Plone as a SPARQL Client
So far we've not thought too much about this, but over the years have had a few goes at doing similar things. The main idea is that one would like to present information in a web page (or set of pages) which is the amalgamation of information from a bunch of different sources. To date, we've used a combination of KebasData, RDF Grabber and Page Templates, which has worked rather well, if not necessarily scalably.
While it is still the case that using Page Templates to walk over an RDF graph is appealing, the more standard approach to fetching external data is to use queries and then to iterate over result sets. ZSQL is/was one way to do this with external relational sources, so perhaps we should try the same thing with SPARQL, ZPARQL?
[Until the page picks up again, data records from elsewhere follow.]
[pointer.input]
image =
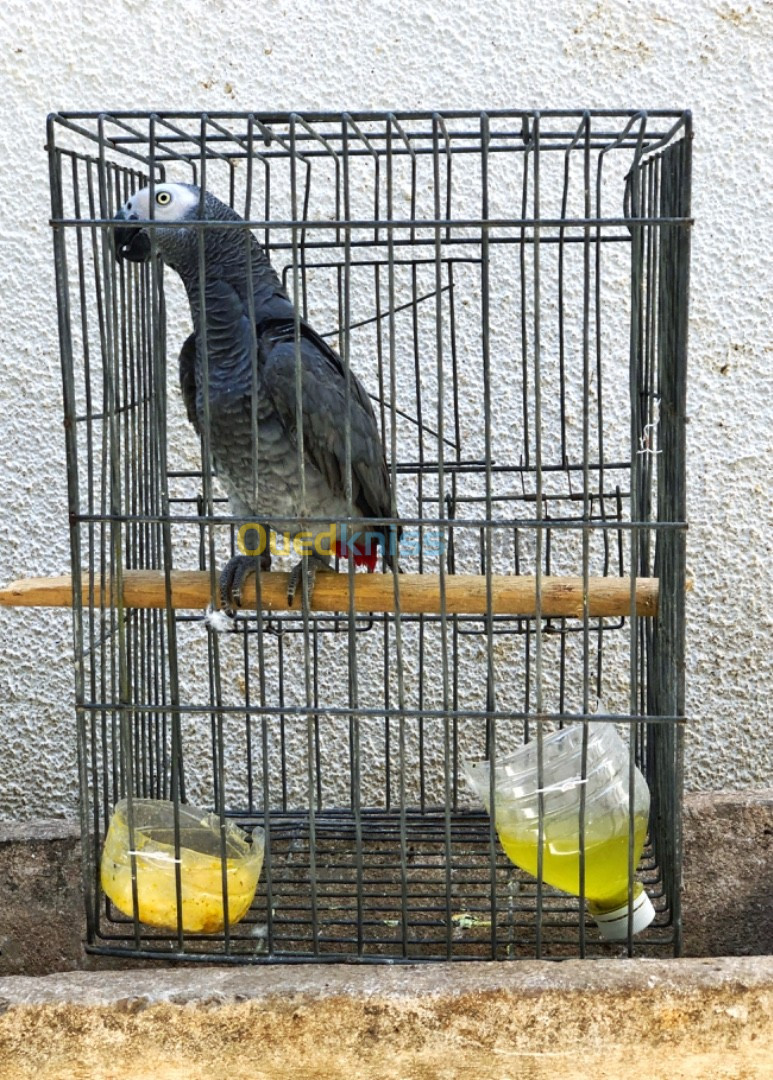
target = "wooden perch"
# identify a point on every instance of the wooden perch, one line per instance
(419, 593)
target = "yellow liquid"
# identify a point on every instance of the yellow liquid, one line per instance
(201, 879)
(606, 859)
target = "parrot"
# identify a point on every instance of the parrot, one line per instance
(231, 343)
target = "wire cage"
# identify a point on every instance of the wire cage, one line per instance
(511, 288)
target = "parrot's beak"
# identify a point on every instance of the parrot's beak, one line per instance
(131, 242)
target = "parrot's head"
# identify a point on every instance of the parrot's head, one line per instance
(172, 203)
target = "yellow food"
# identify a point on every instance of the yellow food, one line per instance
(201, 867)
(606, 856)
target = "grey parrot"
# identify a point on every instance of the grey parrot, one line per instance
(230, 343)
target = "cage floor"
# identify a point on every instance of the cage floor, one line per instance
(353, 903)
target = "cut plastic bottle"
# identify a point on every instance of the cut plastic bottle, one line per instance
(607, 818)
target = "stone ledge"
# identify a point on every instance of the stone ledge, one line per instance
(685, 1018)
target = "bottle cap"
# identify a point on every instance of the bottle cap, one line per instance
(613, 926)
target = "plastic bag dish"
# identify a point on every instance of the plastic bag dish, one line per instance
(201, 866)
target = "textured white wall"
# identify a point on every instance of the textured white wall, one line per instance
(208, 54)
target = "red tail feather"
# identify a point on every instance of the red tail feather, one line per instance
(362, 556)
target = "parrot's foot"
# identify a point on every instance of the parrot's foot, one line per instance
(235, 572)
(316, 563)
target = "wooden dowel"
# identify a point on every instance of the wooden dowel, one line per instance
(419, 593)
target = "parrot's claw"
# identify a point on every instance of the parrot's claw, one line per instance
(233, 576)
(296, 577)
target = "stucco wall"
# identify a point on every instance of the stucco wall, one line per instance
(207, 55)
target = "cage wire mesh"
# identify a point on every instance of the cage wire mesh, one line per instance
(511, 288)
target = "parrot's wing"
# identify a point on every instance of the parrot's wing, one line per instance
(187, 367)
(324, 392)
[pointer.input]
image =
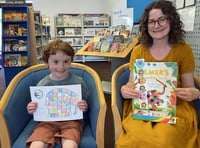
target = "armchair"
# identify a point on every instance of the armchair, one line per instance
(119, 78)
(16, 124)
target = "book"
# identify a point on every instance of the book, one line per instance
(122, 47)
(125, 33)
(90, 46)
(77, 41)
(56, 103)
(60, 31)
(118, 38)
(77, 21)
(12, 60)
(97, 46)
(59, 20)
(110, 38)
(77, 31)
(67, 20)
(69, 31)
(156, 82)
(105, 46)
(15, 45)
(114, 47)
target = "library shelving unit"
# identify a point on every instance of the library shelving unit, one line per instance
(116, 42)
(78, 29)
(42, 33)
(15, 40)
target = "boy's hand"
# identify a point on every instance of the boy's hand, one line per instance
(31, 107)
(82, 105)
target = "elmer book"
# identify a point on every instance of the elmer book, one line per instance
(156, 82)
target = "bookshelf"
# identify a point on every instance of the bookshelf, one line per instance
(42, 33)
(79, 29)
(125, 36)
(15, 40)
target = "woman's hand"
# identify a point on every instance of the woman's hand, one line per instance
(31, 107)
(187, 94)
(128, 92)
(82, 105)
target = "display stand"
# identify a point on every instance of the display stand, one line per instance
(78, 29)
(15, 40)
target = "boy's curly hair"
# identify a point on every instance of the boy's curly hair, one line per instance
(52, 47)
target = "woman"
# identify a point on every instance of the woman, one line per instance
(162, 40)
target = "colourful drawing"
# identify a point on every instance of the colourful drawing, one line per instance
(156, 81)
(61, 102)
(56, 103)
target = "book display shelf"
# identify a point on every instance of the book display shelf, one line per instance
(79, 29)
(42, 33)
(115, 42)
(15, 40)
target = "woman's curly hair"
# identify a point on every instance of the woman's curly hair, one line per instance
(176, 33)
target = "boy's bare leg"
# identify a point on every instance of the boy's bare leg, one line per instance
(38, 144)
(66, 143)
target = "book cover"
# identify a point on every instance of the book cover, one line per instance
(122, 47)
(118, 38)
(56, 103)
(77, 31)
(114, 47)
(69, 31)
(77, 41)
(156, 82)
(90, 46)
(59, 20)
(105, 46)
(77, 21)
(110, 38)
(67, 20)
(97, 46)
(12, 60)
(125, 33)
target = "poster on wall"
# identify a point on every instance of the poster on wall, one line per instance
(189, 2)
(123, 17)
(187, 12)
(179, 4)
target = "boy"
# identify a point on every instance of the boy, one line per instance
(58, 55)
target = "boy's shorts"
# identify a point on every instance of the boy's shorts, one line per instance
(52, 132)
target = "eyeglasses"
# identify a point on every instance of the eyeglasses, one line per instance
(161, 21)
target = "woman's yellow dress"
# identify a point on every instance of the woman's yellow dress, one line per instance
(143, 134)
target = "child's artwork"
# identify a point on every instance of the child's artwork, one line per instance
(156, 82)
(56, 103)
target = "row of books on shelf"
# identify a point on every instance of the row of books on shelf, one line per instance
(15, 45)
(15, 60)
(15, 30)
(77, 31)
(69, 20)
(114, 40)
(15, 16)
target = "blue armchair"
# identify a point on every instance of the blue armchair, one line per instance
(119, 78)
(16, 124)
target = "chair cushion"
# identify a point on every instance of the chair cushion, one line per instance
(87, 140)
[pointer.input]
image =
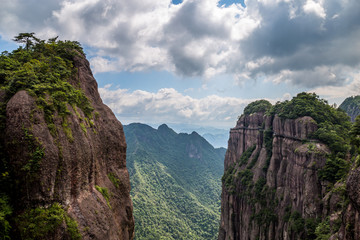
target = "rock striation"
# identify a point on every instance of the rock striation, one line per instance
(271, 183)
(82, 162)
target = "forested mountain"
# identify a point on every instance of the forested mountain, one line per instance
(351, 106)
(176, 183)
(62, 151)
(292, 171)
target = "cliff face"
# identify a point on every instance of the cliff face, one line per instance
(271, 184)
(351, 106)
(77, 161)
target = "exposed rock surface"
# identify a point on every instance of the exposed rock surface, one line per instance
(277, 189)
(71, 167)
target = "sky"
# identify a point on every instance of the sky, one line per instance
(201, 62)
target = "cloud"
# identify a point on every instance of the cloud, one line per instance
(301, 42)
(341, 92)
(315, 8)
(168, 105)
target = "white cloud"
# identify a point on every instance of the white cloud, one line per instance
(315, 8)
(352, 88)
(200, 38)
(170, 106)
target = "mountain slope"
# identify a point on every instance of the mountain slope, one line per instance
(175, 183)
(61, 149)
(292, 171)
(351, 106)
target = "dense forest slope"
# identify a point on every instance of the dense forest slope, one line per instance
(176, 183)
(63, 152)
(351, 106)
(292, 172)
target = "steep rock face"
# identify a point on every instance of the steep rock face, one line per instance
(77, 156)
(351, 106)
(264, 194)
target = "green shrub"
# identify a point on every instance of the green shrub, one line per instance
(105, 192)
(114, 180)
(5, 212)
(257, 106)
(246, 155)
(39, 223)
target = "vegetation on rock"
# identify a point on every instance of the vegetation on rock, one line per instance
(175, 183)
(44, 70)
(257, 106)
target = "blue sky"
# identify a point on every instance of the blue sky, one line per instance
(201, 62)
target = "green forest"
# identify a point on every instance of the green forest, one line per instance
(175, 182)
(43, 69)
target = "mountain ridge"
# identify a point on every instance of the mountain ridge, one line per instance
(182, 173)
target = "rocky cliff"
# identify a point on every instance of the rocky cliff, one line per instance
(274, 186)
(351, 106)
(68, 165)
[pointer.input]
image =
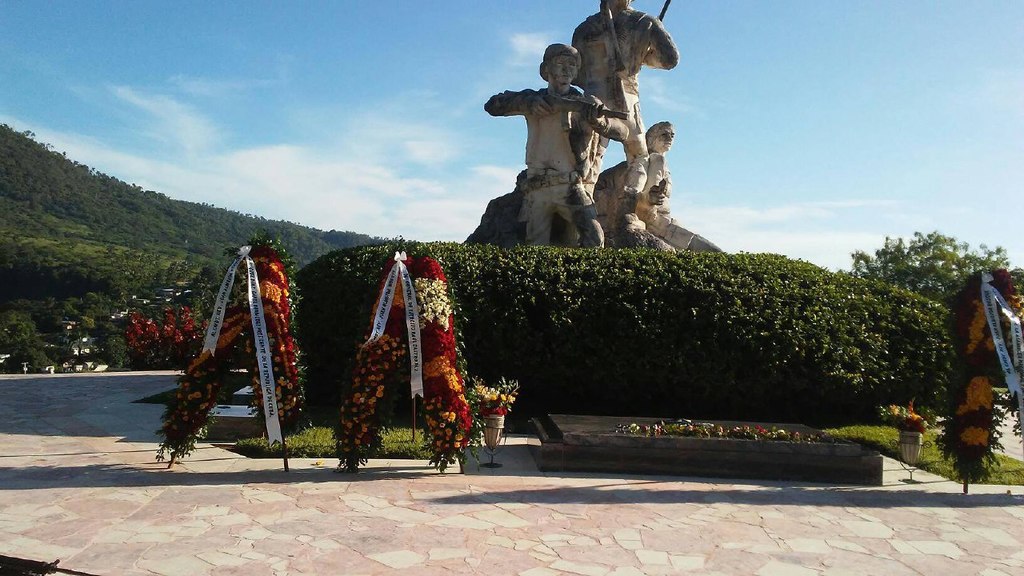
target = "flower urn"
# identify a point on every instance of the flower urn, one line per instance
(909, 447)
(494, 425)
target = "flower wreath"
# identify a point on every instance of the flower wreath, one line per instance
(379, 369)
(199, 387)
(971, 433)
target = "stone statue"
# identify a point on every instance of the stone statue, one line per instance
(643, 218)
(613, 45)
(562, 198)
(563, 126)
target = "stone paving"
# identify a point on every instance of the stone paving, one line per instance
(78, 482)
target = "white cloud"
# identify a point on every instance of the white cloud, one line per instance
(209, 87)
(173, 123)
(527, 48)
(816, 232)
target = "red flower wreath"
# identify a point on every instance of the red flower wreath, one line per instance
(970, 437)
(199, 387)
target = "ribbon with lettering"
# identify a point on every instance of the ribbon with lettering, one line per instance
(262, 344)
(412, 319)
(994, 304)
(220, 304)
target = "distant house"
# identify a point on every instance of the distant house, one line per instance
(83, 346)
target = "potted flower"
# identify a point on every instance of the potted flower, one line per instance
(911, 426)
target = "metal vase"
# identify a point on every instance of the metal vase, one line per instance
(909, 447)
(494, 426)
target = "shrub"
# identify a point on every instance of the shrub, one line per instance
(638, 332)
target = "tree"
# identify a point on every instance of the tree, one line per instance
(19, 338)
(934, 265)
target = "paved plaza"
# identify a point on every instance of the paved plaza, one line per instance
(79, 483)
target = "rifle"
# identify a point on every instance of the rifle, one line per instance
(614, 58)
(570, 105)
(664, 9)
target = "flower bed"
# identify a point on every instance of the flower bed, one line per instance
(570, 443)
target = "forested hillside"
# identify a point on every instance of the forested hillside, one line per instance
(78, 249)
(67, 229)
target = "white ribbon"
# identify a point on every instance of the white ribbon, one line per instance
(994, 304)
(263, 356)
(220, 305)
(412, 319)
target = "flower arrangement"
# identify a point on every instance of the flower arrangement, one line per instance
(199, 387)
(379, 369)
(970, 435)
(168, 346)
(496, 400)
(903, 417)
(707, 429)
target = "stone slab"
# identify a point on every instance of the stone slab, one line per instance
(574, 443)
(231, 422)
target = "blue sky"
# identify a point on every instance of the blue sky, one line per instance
(805, 128)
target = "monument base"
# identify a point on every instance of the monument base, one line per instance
(570, 443)
(232, 422)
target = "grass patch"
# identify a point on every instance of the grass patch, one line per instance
(318, 442)
(886, 440)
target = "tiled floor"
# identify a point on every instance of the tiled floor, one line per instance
(78, 482)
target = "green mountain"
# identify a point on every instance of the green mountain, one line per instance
(67, 230)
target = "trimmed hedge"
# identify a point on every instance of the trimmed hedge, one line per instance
(645, 333)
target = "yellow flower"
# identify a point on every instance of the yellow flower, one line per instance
(979, 396)
(975, 437)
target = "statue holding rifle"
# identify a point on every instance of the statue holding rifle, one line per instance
(562, 128)
(553, 202)
(613, 45)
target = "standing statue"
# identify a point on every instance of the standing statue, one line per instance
(643, 218)
(613, 45)
(562, 198)
(563, 126)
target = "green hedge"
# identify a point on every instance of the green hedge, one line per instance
(637, 332)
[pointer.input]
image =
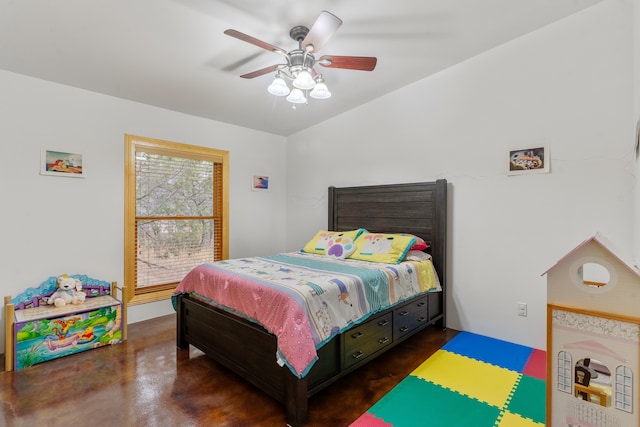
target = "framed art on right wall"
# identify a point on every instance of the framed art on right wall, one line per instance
(534, 159)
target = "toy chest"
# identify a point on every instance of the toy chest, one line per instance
(37, 332)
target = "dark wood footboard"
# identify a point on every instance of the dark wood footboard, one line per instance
(250, 351)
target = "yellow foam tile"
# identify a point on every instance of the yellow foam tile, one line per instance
(477, 380)
(514, 420)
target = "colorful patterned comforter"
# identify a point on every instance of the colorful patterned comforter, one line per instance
(305, 299)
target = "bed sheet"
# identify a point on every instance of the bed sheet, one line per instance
(306, 299)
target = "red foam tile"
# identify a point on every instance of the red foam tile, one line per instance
(369, 420)
(536, 366)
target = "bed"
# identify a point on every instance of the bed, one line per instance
(243, 345)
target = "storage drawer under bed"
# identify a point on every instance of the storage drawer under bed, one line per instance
(367, 339)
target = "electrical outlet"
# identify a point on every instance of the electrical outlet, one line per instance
(522, 309)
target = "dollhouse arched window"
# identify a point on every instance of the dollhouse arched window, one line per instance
(624, 389)
(564, 380)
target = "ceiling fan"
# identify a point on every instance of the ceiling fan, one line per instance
(300, 63)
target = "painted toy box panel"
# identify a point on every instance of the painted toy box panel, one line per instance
(48, 332)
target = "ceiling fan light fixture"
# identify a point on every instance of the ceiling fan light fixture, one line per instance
(304, 80)
(320, 91)
(279, 87)
(296, 97)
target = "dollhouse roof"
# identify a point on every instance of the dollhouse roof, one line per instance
(600, 240)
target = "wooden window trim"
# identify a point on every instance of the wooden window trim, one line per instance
(132, 144)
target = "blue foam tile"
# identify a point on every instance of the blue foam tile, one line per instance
(490, 350)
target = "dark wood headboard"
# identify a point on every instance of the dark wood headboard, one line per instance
(417, 208)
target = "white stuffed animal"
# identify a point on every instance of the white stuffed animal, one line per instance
(68, 292)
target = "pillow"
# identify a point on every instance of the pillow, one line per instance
(379, 247)
(320, 242)
(341, 247)
(419, 245)
(417, 256)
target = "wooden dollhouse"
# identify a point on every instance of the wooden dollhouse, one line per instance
(593, 338)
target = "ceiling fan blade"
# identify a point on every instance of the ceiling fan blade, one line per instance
(254, 41)
(362, 63)
(321, 31)
(261, 72)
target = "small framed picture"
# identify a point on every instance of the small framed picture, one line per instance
(260, 183)
(60, 163)
(534, 159)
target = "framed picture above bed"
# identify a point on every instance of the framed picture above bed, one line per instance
(60, 163)
(526, 160)
(260, 183)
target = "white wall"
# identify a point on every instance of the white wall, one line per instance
(568, 85)
(636, 115)
(55, 225)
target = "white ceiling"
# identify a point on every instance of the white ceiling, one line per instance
(173, 53)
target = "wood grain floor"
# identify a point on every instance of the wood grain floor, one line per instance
(147, 381)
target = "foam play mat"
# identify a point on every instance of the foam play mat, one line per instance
(471, 381)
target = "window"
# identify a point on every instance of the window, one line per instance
(176, 214)
(564, 382)
(624, 389)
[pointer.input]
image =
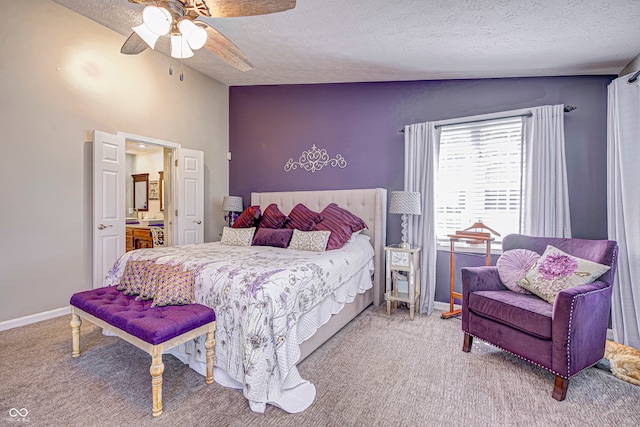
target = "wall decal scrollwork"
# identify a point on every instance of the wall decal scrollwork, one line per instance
(315, 159)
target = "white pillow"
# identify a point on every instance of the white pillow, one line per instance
(237, 236)
(309, 240)
(557, 270)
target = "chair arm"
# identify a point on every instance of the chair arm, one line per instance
(579, 327)
(477, 279)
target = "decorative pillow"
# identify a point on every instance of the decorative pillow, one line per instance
(338, 224)
(248, 218)
(148, 290)
(272, 217)
(557, 270)
(513, 266)
(174, 287)
(302, 218)
(277, 237)
(134, 276)
(337, 213)
(237, 236)
(309, 240)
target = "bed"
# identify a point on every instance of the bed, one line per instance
(275, 306)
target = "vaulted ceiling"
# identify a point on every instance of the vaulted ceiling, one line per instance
(326, 41)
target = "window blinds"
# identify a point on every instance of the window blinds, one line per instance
(480, 176)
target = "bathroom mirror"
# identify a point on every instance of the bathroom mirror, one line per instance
(141, 192)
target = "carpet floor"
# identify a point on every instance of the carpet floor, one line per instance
(378, 370)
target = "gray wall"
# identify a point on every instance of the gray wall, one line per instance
(360, 121)
(62, 76)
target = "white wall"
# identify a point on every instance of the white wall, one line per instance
(633, 66)
(61, 76)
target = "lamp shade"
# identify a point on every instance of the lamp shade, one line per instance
(405, 202)
(232, 204)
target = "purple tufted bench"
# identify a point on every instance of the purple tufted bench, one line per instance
(153, 330)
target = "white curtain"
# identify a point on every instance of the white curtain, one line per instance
(623, 206)
(546, 208)
(421, 151)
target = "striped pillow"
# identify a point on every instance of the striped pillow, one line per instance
(272, 217)
(302, 218)
(248, 218)
(354, 221)
(341, 223)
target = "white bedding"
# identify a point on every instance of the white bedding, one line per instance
(261, 295)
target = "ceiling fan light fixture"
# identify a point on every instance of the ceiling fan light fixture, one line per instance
(179, 47)
(196, 36)
(157, 19)
(145, 34)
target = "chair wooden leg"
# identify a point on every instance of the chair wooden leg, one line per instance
(468, 341)
(560, 388)
(76, 322)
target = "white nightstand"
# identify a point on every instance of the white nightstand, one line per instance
(403, 276)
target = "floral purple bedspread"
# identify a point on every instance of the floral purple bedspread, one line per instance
(258, 294)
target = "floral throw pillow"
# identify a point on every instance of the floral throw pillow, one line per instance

Now, one of the issues raised in Plone Proposal #103 was that of scalability. I reckon that this is the same issue we're trying to address by doing ontology driven federated search, in that on the one side we want the full expressive power of OWL-DL plus DL safe rules, while on the other we want to be able to address large amounts of distributed instance data. One method is always to collect all that instance data locally and then put an inference engine in front, but scaling that is still work in progress (c.f. IBM's SHER). The method we're proposing is more pragmatic, in that for each query we try to collect enough instance data to satisfy the query, then run the inference engine over this collected data and return the results.
Since we've got a component based architecture, this latter approach will be implemented as a separate component and therefore have its own SPARQL endpoint which can be addressed via ZPARQL methods. So Plone as a SPARQL client will be able to either query itself directly, or indirectly query all available and relevant data sources using this separate component, for which we need a name, let's say Ontology Driven Distributed SPARQL, ODDS.